Areas surrounding downtown need study, DGDC chairman says
By Dennis Hill
Published in News on March 11, 2005 1:54 PM
PINE KNOLL SHORES -- Rebuild the Paramount? Sure, only do it somewhere else, one Goldsboro resident said.
While she said she had wonderful memories of the theater, she had been afraid to go there for years, the woman wrote in a letter to city and county officials.
That is the challenge facing the Downtown Goldsboro Development Corporation, the organization's chairman, Jimmie Edmundson, told the City Council on Thursday during the council's annual retreat.
The Paramount Theater on Center Street, a downtown landmark, burned to the ground on Feb. 19.
Police statistics show that, from 2002 to 2004, downtown was the place in Goldsboro where you were least likely to be a crime victim, Edmundson said. It was the second-safest area from 1999 to 2001, he said.
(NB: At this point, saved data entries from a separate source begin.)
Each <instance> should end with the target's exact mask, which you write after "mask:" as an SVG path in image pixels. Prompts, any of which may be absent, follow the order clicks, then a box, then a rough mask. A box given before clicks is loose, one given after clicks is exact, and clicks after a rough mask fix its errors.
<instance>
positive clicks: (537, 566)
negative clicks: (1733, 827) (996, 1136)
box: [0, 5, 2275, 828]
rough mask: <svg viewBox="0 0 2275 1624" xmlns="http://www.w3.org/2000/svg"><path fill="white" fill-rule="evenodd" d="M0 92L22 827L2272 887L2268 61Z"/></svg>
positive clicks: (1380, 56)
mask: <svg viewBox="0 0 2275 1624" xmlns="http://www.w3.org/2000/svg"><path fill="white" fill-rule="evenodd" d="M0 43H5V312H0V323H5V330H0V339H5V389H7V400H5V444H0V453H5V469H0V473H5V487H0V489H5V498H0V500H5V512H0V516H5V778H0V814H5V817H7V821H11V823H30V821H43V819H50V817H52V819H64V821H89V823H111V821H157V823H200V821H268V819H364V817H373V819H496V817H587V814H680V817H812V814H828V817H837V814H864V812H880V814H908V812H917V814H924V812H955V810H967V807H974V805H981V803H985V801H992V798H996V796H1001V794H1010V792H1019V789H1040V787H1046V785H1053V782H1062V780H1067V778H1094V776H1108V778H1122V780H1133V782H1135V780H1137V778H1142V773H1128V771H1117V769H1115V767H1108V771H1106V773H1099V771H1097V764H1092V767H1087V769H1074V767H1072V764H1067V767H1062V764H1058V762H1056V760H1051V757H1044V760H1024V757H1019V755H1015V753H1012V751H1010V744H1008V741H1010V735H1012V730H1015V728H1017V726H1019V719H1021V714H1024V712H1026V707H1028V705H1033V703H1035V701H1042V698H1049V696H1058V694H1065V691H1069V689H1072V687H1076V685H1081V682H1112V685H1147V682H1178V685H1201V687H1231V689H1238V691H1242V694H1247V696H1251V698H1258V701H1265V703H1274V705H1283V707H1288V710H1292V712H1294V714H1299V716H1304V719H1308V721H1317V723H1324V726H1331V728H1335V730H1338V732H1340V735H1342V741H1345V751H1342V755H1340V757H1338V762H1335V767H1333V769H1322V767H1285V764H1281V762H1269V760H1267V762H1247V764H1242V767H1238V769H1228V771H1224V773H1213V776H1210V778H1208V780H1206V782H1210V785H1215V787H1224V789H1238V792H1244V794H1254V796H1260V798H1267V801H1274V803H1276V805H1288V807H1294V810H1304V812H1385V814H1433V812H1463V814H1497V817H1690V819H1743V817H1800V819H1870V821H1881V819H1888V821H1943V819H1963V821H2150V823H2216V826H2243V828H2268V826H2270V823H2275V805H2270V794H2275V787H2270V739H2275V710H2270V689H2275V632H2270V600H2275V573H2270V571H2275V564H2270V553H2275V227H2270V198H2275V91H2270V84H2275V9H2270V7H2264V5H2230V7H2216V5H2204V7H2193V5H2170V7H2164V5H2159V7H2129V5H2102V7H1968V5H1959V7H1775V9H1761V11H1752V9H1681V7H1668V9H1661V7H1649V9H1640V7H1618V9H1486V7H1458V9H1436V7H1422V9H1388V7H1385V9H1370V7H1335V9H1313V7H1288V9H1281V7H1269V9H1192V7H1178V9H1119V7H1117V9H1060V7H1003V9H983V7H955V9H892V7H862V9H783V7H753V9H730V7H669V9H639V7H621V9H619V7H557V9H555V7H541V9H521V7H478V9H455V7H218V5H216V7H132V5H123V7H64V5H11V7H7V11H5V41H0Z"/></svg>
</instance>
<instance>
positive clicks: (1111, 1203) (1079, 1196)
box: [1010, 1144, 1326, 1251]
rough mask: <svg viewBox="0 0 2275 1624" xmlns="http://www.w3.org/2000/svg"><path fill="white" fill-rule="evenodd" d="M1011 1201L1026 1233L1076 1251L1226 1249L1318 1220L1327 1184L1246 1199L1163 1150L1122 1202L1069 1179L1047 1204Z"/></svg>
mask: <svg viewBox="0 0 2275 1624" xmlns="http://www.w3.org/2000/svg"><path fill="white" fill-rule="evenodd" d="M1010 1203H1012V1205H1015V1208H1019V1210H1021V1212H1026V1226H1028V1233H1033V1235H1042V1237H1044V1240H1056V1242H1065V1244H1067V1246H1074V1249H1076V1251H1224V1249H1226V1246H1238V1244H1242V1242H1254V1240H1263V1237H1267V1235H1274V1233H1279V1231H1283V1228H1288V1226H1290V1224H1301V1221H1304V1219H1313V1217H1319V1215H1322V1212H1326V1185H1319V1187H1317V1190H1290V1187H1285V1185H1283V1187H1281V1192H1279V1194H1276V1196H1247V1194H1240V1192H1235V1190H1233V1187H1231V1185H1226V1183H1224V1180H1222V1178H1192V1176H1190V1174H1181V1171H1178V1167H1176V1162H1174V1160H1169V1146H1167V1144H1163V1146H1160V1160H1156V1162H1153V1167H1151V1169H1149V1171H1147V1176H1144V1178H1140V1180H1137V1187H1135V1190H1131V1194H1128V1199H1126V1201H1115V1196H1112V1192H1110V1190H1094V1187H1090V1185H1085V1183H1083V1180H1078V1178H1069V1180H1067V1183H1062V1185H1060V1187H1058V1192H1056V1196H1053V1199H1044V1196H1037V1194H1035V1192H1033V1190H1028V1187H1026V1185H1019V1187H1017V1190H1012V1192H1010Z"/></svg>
The downtown area is attracting business investment, Edmundson said. It has gained 22 businesses in recent years and had more than $5.4 million in private investment in the past three years.
Yet, he said, many people tend to believe it's unsafe because of the rundown neighborhoods on the edge of the business district.
"If you really want downtown to be a vibrant area, a place where people come to shop, eat and spend time, you really have to do something about the area surrounding downtown," Edmundson told the council members.
The DGDC would like for the city to commission a plan for both the downtown and nearby streets. The estimated cost of the plan is around $90,000.
A master plan would give some direction as to how to restore or replace buildings. It would also qualify the city for some grant funds for redevelopment. At least one fund targets "brown field" sites, locations with residual pollution from past use.
The corporation would also like to see something done with deteriorating homes and businesses, Edmundson said. There have been some preliminary discussions of banks forming-fund that would buy buildings, repair them and sell them at cost.
Private individuals and businesses would be more likely to invest in downtown properties if they knew about an overall plan, he said.
The council did not commit to the master plan. They will likely discuss it this spring as they work on the city's 2005-06 budget.